以後、「魔王さまのおっぱい」には「カクーノ王室御用達」のポップがつけられ、勇者達は城に来る度にこれを購入してくるよう新たな任務が設けられた。
(終わり)
おみやげ。私は旅行などでおみやげ屋を回るのが大好きです。地元の人達が頭をこねくり回して考える様々なものはどれも楽しいです。最近ではストラップがやたら増えた。逆に作中でも触れましたがペナントを全く見なくなりました。通行手形はストラップ化して生き残っているところもありますが。

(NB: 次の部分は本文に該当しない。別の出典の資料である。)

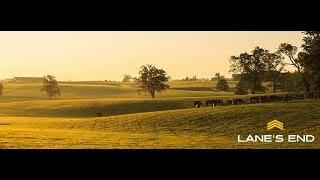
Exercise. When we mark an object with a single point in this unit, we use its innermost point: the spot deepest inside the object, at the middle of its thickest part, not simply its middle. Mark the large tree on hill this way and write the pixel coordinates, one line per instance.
(290, 52)
(126, 78)
(1, 89)
(152, 80)
(251, 67)
(274, 67)
(50, 86)
(310, 58)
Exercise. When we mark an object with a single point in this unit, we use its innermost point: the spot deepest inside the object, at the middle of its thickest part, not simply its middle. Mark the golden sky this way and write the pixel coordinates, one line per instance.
(108, 55)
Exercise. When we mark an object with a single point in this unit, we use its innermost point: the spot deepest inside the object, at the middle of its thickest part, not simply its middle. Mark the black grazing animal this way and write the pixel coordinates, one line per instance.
(264, 99)
(288, 97)
(298, 96)
(310, 96)
(274, 98)
(229, 102)
(99, 114)
(209, 102)
(238, 101)
(197, 104)
(254, 99)
(217, 102)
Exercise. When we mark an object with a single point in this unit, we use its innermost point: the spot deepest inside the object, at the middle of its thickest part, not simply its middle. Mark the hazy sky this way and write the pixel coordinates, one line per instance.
(108, 55)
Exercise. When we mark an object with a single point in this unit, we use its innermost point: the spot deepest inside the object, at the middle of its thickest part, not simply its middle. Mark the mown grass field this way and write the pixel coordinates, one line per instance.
(29, 120)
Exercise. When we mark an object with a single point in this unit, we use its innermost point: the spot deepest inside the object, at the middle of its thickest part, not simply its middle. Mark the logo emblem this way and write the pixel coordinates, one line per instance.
(275, 124)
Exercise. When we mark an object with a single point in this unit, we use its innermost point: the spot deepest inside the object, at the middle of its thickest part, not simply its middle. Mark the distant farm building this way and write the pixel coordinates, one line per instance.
(28, 79)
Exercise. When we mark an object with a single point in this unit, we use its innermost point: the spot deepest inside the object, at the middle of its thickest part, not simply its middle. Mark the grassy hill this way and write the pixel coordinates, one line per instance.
(28, 119)
(95, 90)
(185, 128)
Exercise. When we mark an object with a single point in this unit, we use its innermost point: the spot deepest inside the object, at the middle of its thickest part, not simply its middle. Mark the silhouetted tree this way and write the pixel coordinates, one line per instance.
(310, 58)
(126, 78)
(274, 66)
(251, 66)
(152, 80)
(222, 84)
(290, 52)
(50, 85)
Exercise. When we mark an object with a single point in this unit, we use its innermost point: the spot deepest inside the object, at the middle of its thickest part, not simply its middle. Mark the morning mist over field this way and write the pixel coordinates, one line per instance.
(81, 56)
(160, 89)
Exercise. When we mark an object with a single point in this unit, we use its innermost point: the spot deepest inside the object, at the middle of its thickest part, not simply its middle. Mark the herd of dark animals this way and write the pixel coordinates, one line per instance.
(253, 100)
(257, 99)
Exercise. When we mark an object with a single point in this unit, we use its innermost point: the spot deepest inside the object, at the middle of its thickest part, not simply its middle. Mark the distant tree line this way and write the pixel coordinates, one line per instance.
(261, 65)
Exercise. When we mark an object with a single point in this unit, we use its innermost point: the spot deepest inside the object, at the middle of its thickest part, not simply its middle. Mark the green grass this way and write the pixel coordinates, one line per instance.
(28, 119)
(185, 128)
(96, 90)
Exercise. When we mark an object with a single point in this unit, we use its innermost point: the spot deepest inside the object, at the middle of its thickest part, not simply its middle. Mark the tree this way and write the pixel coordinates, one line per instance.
(241, 88)
(126, 78)
(290, 52)
(274, 66)
(1, 89)
(50, 85)
(222, 84)
(152, 80)
(251, 67)
(310, 58)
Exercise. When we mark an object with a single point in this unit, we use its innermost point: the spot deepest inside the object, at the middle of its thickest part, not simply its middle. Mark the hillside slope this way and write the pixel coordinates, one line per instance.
(186, 128)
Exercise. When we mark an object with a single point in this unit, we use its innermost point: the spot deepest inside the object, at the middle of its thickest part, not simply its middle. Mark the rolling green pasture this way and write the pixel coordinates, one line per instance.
(28, 119)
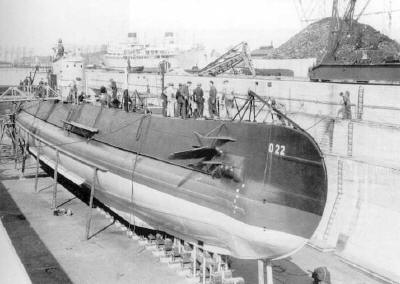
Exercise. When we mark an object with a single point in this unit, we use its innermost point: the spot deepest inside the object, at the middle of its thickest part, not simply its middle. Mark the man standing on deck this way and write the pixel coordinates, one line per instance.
(180, 101)
(170, 100)
(199, 101)
(212, 100)
(345, 110)
(126, 100)
(114, 100)
(103, 96)
(185, 93)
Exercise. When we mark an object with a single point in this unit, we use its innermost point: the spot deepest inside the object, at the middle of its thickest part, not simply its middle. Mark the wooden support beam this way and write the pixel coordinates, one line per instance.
(38, 148)
(265, 272)
(89, 217)
(194, 259)
(204, 267)
(54, 202)
(25, 154)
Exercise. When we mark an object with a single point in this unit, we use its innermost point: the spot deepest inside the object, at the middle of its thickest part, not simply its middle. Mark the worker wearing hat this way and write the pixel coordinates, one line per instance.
(198, 96)
(212, 100)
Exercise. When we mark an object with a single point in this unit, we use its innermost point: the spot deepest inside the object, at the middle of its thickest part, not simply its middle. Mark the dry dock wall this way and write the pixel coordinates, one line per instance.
(12, 76)
(361, 218)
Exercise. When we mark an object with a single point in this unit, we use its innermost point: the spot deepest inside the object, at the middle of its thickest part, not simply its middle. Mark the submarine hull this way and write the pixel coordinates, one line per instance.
(270, 212)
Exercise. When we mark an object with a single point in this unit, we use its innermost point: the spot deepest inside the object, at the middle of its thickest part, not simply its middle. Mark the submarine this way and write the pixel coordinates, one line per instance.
(244, 189)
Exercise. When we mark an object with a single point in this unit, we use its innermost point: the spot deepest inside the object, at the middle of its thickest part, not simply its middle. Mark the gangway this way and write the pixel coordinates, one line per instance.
(14, 94)
(230, 60)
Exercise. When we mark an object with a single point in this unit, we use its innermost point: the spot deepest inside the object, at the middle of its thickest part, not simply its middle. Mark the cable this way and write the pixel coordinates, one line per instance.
(138, 138)
(318, 122)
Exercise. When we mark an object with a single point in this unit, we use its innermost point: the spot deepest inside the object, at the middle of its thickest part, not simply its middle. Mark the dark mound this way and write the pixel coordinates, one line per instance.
(360, 39)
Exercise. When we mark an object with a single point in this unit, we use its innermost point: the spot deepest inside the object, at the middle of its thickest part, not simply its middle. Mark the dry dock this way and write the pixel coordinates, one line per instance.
(54, 249)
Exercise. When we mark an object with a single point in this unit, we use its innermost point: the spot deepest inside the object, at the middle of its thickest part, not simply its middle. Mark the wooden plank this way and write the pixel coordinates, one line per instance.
(81, 126)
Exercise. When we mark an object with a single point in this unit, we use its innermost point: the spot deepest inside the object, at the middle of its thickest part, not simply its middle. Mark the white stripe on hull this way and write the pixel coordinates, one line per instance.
(172, 214)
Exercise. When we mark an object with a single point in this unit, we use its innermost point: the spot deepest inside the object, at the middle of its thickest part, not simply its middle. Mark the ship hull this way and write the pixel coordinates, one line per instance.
(168, 197)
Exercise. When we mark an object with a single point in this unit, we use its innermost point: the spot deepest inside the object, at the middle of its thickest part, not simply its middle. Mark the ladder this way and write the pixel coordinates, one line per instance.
(360, 104)
(337, 201)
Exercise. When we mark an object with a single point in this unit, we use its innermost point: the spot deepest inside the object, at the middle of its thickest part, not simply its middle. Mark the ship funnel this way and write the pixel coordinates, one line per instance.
(169, 37)
(132, 37)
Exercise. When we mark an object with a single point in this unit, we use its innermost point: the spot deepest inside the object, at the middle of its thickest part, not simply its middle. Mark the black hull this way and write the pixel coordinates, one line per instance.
(285, 192)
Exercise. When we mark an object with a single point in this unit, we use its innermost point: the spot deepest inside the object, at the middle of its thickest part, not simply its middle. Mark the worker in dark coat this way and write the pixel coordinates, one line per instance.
(126, 100)
(180, 100)
(164, 102)
(103, 96)
(185, 93)
(114, 90)
(345, 110)
(198, 95)
(212, 100)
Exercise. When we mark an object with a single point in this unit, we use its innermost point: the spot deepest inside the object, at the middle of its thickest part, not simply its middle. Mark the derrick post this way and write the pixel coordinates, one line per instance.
(54, 202)
(37, 164)
(89, 217)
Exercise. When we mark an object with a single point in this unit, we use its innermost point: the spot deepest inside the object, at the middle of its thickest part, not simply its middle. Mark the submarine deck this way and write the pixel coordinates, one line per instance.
(67, 256)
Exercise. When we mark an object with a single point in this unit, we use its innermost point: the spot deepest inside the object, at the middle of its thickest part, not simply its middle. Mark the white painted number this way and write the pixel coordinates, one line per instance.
(279, 149)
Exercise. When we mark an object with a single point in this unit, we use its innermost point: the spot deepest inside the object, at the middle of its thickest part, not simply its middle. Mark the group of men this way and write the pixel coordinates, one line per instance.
(186, 102)
(41, 90)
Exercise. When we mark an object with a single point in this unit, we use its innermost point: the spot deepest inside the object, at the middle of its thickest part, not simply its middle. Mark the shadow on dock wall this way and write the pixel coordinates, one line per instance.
(40, 264)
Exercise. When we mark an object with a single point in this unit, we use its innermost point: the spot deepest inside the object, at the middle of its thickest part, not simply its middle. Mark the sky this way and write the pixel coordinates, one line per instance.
(217, 24)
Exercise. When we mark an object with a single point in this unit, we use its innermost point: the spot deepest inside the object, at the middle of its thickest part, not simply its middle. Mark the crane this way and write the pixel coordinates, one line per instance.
(230, 60)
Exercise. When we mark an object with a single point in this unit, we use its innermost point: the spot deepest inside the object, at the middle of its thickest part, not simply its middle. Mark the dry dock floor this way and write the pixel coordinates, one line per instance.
(54, 249)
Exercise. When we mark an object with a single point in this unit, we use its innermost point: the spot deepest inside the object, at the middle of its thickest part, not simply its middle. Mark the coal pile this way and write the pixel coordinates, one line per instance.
(355, 44)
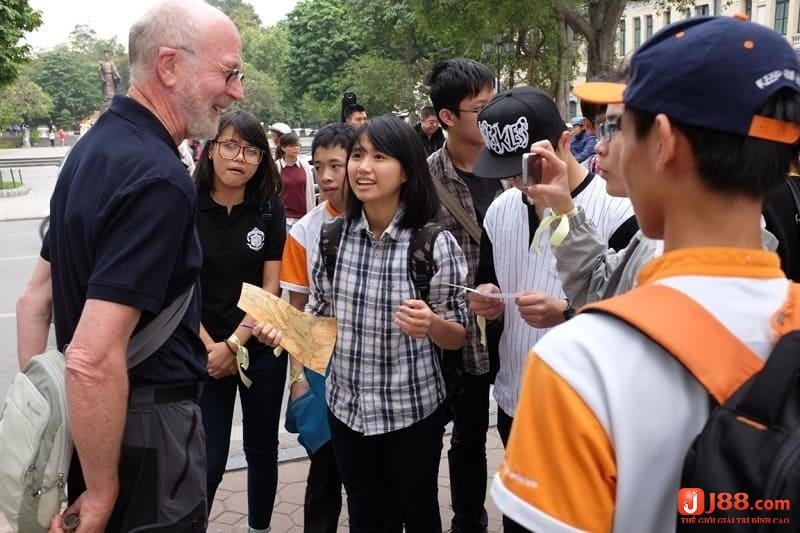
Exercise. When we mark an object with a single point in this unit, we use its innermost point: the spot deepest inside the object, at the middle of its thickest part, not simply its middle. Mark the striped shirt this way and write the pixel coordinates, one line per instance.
(382, 380)
(518, 268)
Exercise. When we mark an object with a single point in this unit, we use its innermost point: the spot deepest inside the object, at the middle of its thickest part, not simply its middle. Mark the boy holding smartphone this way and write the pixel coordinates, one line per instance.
(509, 261)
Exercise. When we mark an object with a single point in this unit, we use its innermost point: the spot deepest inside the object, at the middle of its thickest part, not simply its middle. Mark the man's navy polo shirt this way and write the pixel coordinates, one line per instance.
(122, 229)
(235, 247)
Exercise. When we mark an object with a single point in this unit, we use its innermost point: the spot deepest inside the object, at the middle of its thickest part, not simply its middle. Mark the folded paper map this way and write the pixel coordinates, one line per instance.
(309, 339)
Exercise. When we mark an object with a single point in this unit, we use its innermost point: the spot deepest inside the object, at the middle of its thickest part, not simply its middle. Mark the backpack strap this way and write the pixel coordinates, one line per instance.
(719, 361)
(266, 211)
(329, 239)
(794, 188)
(421, 264)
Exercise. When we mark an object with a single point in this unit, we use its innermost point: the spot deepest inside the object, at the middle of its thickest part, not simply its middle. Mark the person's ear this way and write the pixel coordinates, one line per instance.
(665, 141)
(446, 117)
(166, 66)
(563, 143)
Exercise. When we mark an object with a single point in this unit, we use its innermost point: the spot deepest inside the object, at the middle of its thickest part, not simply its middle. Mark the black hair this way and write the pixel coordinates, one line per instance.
(589, 110)
(289, 139)
(452, 80)
(337, 134)
(266, 181)
(395, 138)
(427, 111)
(353, 108)
(735, 164)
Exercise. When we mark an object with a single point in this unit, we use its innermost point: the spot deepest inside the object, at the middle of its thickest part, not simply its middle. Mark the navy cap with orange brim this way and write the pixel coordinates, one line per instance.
(710, 72)
(600, 92)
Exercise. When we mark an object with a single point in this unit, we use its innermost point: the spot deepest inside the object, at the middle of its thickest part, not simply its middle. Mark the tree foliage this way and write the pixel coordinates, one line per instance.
(83, 40)
(240, 12)
(23, 102)
(382, 85)
(323, 36)
(71, 80)
(16, 18)
(262, 96)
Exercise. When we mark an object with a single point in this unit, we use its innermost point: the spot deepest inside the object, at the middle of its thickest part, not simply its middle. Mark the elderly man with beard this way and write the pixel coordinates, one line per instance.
(121, 247)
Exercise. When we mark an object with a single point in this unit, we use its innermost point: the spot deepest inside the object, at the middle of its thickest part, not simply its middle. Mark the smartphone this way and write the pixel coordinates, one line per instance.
(531, 169)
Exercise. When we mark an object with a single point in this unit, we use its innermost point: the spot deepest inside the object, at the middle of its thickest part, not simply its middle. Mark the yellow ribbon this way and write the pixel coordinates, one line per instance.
(481, 321)
(242, 359)
(560, 233)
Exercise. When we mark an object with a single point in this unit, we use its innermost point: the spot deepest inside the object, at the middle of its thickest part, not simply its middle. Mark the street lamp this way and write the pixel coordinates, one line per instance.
(500, 45)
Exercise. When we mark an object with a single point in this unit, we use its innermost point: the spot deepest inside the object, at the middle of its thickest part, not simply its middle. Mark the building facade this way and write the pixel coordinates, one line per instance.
(643, 18)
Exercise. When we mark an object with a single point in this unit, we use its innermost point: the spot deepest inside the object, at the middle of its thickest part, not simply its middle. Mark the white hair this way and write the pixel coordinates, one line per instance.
(173, 23)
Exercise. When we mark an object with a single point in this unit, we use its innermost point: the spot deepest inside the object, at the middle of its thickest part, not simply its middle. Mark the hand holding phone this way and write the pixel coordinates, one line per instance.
(531, 169)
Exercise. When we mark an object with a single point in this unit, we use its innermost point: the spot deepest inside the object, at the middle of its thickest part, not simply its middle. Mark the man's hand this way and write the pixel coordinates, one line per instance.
(540, 310)
(221, 362)
(489, 308)
(298, 388)
(415, 318)
(554, 190)
(94, 512)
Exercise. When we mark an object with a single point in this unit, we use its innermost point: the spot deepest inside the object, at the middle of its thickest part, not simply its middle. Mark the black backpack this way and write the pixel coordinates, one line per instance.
(421, 267)
(748, 453)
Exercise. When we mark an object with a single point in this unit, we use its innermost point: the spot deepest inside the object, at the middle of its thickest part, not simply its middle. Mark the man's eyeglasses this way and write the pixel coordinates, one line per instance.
(231, 150)
(231, 73)
(607, 129)
(476, 109)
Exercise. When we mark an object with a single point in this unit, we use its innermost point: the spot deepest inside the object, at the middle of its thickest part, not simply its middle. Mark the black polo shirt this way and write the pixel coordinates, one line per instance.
(235, 248)
(122, 229)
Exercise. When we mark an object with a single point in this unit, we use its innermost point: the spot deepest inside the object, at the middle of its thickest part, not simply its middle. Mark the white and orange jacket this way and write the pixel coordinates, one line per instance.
(606, 415)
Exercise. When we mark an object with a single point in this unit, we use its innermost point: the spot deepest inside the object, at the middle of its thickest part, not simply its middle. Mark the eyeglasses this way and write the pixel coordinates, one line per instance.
(231, 150)
(476, 109)
(607, 129)
(230, 73)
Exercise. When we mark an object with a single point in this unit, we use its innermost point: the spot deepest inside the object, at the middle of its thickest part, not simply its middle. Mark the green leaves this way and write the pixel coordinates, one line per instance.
(23, 102)
(16, 18)
(72, 81)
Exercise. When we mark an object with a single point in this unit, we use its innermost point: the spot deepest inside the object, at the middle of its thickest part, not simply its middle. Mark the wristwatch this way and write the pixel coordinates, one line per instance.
(569, 312)
(296, 378)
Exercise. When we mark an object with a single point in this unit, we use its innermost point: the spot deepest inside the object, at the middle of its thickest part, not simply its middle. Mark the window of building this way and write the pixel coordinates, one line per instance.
(781, 16)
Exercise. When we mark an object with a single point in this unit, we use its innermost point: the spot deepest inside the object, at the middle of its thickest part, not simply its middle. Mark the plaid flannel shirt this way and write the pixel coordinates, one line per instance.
(476, 357)
(382, 380)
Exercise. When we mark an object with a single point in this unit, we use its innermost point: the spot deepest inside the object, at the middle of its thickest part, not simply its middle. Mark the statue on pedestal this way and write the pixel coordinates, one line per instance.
(109, 79)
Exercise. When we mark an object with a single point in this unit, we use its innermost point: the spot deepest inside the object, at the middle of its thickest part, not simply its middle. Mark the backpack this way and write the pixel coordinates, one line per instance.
(35, 441)
(421, 268)
(35, 444)
(749, 449)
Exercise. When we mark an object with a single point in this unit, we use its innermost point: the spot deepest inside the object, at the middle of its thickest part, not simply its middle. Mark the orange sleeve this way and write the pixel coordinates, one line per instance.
(294, 264)
(559, 458)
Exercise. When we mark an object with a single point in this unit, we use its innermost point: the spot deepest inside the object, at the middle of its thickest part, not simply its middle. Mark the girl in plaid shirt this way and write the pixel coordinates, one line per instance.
(385, 389)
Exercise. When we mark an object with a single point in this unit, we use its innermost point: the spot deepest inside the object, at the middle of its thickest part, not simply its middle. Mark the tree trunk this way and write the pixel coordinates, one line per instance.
(562, 89)
(600, 31)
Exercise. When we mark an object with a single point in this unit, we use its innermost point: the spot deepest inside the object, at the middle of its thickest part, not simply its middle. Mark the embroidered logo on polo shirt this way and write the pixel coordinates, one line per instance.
(255, 239)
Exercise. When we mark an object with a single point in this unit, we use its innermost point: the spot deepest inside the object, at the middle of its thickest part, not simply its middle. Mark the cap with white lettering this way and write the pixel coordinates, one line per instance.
(510, 123)
(715, 73)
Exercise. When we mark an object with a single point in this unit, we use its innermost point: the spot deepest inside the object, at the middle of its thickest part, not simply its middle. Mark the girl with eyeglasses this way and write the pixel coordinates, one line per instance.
(241, 224)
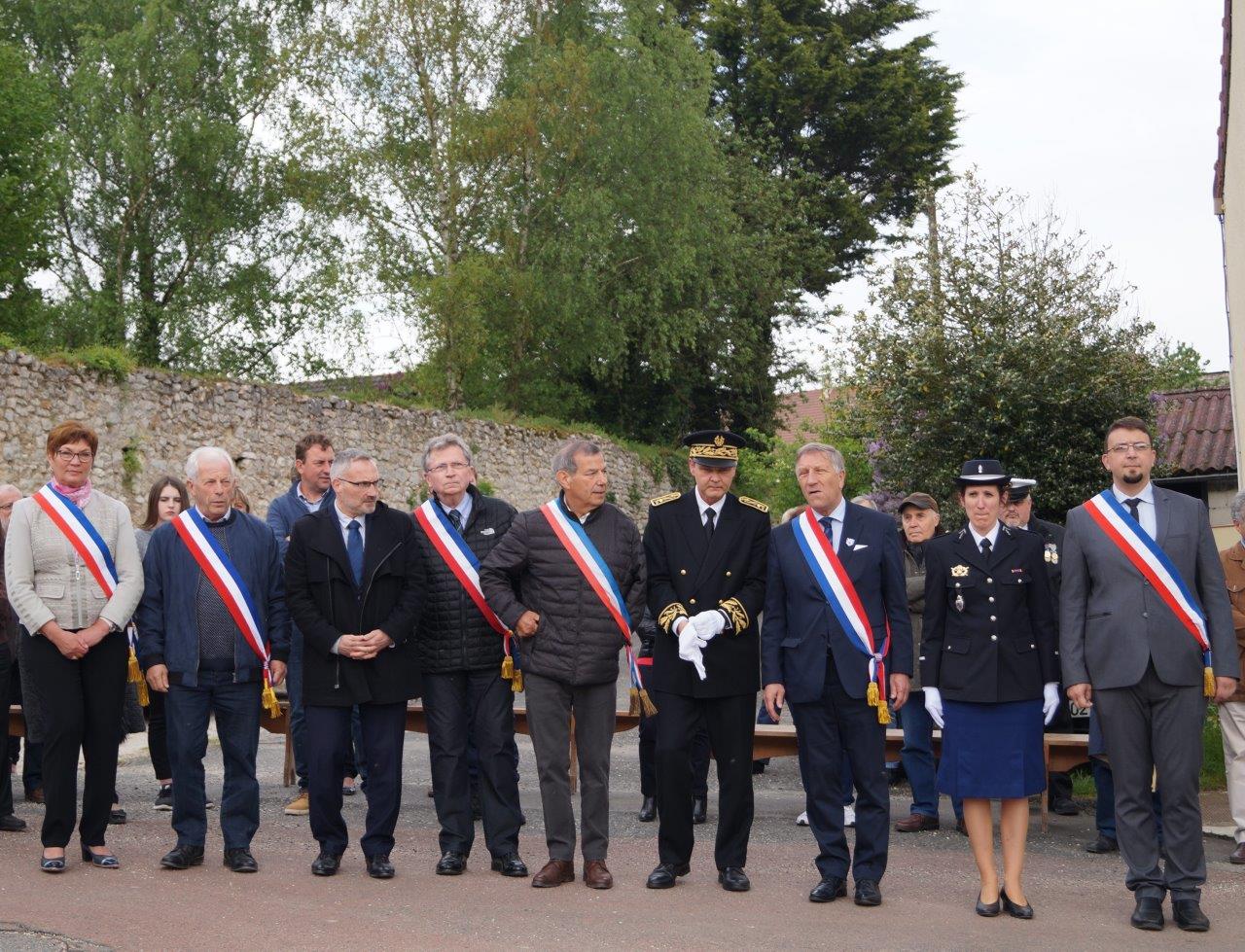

地元の名産品などがあれば良いですが、そうでないもの、他の土地との差別化が難しいものなどはなかなか難しい。東京ばな奈のように絶対東京以外じゃ売らないとか、各お菓子メーカーが出す地域限定品なんかもそうですね。北海道などはメロン以外ないのかと言いたくなるぐらいメロン味で溢れてます。もっとも、ジンギスカンバームクーヘンとか、カニ味サイダーとか出されてもなんか嫌ですが。
やはりネーミングで凝るものが多く、なんか「白い恋人」のような雰囲気を盛り上げるもの、「天狗のはなくそ」のようなネタに走ったものまで。おっぱいものなんか、お土産と言うよりネタ菓子ですが、「おっぱいチョコレート」「おっぱいプリン」なんか実際にありますしね。魔王さまのおっぱいにクレーム入れる人がいたら、上の2つのメーカーが変えたら考える(変えるとは言わない)と答えるつもりです。